Imaginez une agence matrimoniale d’un genre nouveau. Ses clients sont des cuisiniers à la recherche de nouveaux mariages de saveurs inédits. Pure élucubration ? Eh bien non ! Elle existera bientôt… sous la forme d’un site Internet, lorsque Bernard Lahousse mettra en ligne une première liste de 500 ingrédients. Il suffira d’en sélectionner un pour voir apparaître ceux qu’il est conseillé de lui associer.  » Nous appelons cela le food pairing, explique notre interlocuteur. En décryptant les propriétés de la carotte, par exemple, nous obtenons une liste de molécules aromatiques. Et nous recherchons dès lors les autres  » produits  » qui contiennent certaines de ces molécules. Dans le cas de la carotte, nous avons pointé, entre autres, l’ionone, une molécule aromatique qui se retrouve aussi dans l’essence de violette. A travers l’ionone, on peut donc établir un food pairing entre carotte et violette… et Sang-Hoon Degeimbre, lui, l’a déjà mis en scène dans une de ses recettes.  »
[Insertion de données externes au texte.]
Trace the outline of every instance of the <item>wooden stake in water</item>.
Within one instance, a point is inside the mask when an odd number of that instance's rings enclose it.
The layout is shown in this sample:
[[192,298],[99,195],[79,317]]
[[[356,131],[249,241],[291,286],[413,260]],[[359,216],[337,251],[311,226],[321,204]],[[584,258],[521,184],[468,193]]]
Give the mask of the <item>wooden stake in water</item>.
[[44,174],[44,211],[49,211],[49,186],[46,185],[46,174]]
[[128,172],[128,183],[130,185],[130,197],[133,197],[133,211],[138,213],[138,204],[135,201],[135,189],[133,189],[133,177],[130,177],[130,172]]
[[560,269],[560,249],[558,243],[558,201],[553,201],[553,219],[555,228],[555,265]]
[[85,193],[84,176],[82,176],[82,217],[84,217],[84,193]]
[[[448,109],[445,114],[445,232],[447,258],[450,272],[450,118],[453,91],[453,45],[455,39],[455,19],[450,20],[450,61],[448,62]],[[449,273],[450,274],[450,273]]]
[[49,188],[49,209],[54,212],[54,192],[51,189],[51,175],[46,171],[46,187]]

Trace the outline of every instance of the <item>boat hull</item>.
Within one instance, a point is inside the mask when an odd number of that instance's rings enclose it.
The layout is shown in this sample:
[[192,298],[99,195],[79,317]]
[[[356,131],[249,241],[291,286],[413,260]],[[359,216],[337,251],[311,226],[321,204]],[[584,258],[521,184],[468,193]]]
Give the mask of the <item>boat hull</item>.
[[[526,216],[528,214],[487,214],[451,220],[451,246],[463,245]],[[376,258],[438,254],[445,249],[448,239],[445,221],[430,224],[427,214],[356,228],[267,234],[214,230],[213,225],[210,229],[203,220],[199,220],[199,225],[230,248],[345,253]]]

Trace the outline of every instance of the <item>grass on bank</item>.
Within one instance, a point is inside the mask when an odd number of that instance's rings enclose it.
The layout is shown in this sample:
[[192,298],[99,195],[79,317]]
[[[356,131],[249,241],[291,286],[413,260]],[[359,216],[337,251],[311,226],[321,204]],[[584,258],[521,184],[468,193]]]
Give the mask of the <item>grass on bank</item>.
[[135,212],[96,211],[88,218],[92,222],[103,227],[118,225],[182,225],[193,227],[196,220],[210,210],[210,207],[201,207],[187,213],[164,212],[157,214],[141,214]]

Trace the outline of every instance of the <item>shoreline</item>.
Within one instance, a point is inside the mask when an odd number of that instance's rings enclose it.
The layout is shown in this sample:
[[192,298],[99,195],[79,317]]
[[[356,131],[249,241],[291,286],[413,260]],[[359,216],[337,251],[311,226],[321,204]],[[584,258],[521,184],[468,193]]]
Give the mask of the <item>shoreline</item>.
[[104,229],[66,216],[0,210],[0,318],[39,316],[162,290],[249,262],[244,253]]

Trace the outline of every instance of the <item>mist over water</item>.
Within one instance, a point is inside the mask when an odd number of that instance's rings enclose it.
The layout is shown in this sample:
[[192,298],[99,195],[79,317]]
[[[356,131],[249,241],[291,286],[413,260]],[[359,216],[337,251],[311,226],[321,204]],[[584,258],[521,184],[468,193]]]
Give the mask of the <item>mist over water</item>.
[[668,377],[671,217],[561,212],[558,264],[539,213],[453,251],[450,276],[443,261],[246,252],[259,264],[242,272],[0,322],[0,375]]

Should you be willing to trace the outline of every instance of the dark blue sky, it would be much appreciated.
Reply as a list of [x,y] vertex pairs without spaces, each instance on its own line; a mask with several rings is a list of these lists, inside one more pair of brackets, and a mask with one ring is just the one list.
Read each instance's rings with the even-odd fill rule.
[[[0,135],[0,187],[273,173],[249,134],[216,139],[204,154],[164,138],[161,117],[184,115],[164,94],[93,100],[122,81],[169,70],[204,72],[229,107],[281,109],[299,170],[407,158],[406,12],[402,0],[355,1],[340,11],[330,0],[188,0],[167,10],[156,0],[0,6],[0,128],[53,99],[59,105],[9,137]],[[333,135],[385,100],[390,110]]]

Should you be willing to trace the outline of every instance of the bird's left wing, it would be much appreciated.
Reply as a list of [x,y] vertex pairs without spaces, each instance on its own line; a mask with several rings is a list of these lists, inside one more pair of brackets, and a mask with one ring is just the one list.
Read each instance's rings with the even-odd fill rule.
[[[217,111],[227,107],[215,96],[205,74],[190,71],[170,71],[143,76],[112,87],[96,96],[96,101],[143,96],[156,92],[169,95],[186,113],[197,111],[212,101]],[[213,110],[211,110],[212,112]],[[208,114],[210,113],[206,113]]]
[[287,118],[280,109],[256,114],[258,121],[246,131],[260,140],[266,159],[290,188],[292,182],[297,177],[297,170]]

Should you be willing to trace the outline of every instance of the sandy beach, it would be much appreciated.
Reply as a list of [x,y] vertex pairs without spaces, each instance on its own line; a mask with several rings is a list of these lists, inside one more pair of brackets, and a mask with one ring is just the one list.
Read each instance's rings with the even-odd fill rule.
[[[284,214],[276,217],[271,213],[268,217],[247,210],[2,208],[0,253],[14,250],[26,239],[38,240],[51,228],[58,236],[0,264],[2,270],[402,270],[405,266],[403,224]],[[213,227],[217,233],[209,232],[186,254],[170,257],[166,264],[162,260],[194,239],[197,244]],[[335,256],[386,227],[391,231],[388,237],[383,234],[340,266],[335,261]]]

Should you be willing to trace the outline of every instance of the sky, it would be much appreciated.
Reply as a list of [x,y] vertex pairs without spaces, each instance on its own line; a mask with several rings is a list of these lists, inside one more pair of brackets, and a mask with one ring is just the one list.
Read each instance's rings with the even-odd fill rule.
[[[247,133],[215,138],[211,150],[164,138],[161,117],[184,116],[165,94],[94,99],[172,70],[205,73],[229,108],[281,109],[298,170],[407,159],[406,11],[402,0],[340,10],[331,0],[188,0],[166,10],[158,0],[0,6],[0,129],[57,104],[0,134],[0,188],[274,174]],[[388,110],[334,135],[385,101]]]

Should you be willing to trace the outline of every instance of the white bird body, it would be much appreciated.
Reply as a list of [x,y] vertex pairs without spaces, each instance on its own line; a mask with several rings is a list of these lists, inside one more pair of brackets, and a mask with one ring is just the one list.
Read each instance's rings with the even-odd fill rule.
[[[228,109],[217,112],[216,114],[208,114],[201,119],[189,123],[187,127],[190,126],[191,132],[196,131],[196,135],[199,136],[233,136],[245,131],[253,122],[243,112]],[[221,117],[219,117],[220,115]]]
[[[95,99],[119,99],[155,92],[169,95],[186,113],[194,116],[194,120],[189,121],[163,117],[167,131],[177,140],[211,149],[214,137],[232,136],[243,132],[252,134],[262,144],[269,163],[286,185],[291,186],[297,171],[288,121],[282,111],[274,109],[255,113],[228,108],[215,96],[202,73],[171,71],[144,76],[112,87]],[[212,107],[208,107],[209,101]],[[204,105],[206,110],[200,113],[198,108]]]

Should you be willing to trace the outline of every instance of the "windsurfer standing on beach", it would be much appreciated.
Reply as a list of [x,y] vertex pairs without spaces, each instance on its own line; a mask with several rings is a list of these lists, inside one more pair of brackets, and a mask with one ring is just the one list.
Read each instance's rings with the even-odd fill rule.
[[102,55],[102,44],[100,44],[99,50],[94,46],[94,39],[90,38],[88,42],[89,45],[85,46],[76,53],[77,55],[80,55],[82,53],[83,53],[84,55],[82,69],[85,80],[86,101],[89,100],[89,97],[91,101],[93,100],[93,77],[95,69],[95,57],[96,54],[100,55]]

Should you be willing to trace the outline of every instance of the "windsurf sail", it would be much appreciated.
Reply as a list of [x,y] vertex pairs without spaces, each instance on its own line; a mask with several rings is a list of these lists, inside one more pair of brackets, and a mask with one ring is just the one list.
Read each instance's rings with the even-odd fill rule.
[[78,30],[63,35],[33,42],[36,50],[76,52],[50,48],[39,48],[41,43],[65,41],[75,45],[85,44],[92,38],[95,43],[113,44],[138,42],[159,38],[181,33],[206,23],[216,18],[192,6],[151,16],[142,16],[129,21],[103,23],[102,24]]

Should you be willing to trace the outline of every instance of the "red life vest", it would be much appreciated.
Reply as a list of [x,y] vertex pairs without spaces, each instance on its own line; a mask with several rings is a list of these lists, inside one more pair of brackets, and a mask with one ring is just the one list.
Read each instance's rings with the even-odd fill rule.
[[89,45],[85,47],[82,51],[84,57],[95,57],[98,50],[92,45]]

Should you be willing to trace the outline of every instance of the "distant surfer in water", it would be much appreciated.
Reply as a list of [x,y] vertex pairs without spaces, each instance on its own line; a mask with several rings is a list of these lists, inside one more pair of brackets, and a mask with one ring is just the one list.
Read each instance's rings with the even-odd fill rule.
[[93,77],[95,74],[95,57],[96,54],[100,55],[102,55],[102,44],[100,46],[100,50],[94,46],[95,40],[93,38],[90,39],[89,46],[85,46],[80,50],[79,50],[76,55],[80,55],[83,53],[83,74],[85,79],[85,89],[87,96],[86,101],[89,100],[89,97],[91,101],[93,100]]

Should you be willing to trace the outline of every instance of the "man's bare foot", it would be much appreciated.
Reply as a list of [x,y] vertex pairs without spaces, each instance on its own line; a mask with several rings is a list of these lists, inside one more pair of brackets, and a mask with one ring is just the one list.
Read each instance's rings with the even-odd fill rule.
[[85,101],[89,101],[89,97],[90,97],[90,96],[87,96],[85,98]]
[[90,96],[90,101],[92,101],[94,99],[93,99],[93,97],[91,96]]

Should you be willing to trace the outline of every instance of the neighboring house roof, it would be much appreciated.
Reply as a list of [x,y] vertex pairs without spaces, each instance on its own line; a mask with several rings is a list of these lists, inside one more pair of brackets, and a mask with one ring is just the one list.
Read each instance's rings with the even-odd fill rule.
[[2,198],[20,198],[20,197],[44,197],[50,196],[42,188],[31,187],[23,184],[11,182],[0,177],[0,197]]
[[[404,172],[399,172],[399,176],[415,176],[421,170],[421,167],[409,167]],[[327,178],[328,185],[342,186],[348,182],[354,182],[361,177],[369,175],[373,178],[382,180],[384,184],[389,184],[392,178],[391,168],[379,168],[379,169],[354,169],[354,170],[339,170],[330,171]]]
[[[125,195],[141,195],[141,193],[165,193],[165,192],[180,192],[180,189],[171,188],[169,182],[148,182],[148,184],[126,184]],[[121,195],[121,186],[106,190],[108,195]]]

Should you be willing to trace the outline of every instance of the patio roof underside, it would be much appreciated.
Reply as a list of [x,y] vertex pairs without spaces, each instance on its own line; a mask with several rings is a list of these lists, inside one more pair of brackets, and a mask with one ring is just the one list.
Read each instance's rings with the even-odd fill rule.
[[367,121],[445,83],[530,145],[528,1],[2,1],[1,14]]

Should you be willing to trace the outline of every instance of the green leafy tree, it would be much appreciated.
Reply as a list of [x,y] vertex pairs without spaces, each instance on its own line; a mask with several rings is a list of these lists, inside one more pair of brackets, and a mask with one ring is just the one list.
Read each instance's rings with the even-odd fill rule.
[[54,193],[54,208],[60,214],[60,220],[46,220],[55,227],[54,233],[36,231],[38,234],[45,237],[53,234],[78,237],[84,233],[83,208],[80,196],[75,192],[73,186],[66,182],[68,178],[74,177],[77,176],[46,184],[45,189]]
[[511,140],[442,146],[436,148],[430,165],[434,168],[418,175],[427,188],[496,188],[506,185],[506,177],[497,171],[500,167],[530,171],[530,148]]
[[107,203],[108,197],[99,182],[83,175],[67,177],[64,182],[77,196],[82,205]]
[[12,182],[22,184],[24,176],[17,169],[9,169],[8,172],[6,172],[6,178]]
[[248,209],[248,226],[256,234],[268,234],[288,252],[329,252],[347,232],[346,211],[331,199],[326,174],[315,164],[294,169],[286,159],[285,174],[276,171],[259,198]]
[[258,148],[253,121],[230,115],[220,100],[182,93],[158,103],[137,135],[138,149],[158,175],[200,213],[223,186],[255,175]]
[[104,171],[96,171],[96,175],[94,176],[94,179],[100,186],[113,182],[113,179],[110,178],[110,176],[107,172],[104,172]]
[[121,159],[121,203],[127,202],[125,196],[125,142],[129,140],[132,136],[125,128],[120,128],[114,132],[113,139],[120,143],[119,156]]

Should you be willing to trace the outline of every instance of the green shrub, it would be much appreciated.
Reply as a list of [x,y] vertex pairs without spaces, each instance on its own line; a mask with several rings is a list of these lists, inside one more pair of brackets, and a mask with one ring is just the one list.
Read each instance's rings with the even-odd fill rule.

Bio-ingénieur de formation, travaillant au sein d’une entreprise spécialisée dans l’innovation technologique, Bernard Lahousse fait partie d’une nouvelle catégorie de gourmets : ces scientifiques passionnés de nourriture (et souvent excellents cuisiniers amateurs) qui appliquent les connaissances de leur métier au monde de la gastronomie.  » Mon ambition, poursuit-il, c’est d’apporter aux chefs les moyens de mieux exprimer les goûts. Les connaissances et techniques existent, il reste à les transférer au sein des cuisines en rendant accessible le fruit des recherches qui sont, entre autres, menées dans l’industrie alimentaire.  »

Chocolat et caviar

Sang-Hoon Degeimbre, le chef surdoué du restaurant L’Air du Temps, à Noville-sur-Mehaigne, s’impose aujourd’hui dans le food pairing. Son premier opus ? Le cannelloni de chocolat blanc farci de caviar.  » Je n’ai pas inventé cette association, souligne Sang Hoon Degeimbre. Le chef britannique Heston Blumenthal (lire Weekend Le Vif/L’Express du 19 janvier dernier) l’avait imaginée avant moi. Surpris de la qualité gustative de son plat, il l’a servi à François Benzi, responsable du laboratoire de recherche de la société genevoise Firmenich, un géant dans le domaine des arômes et des parfums naturels ou de synthèse, et aussi un fin gourmet. Après une demi-heure de recherches, cet expert avait trouvé la clé du mystère : le chocolat comme le caviar sont tous deux riches en protéines appelées amines.  »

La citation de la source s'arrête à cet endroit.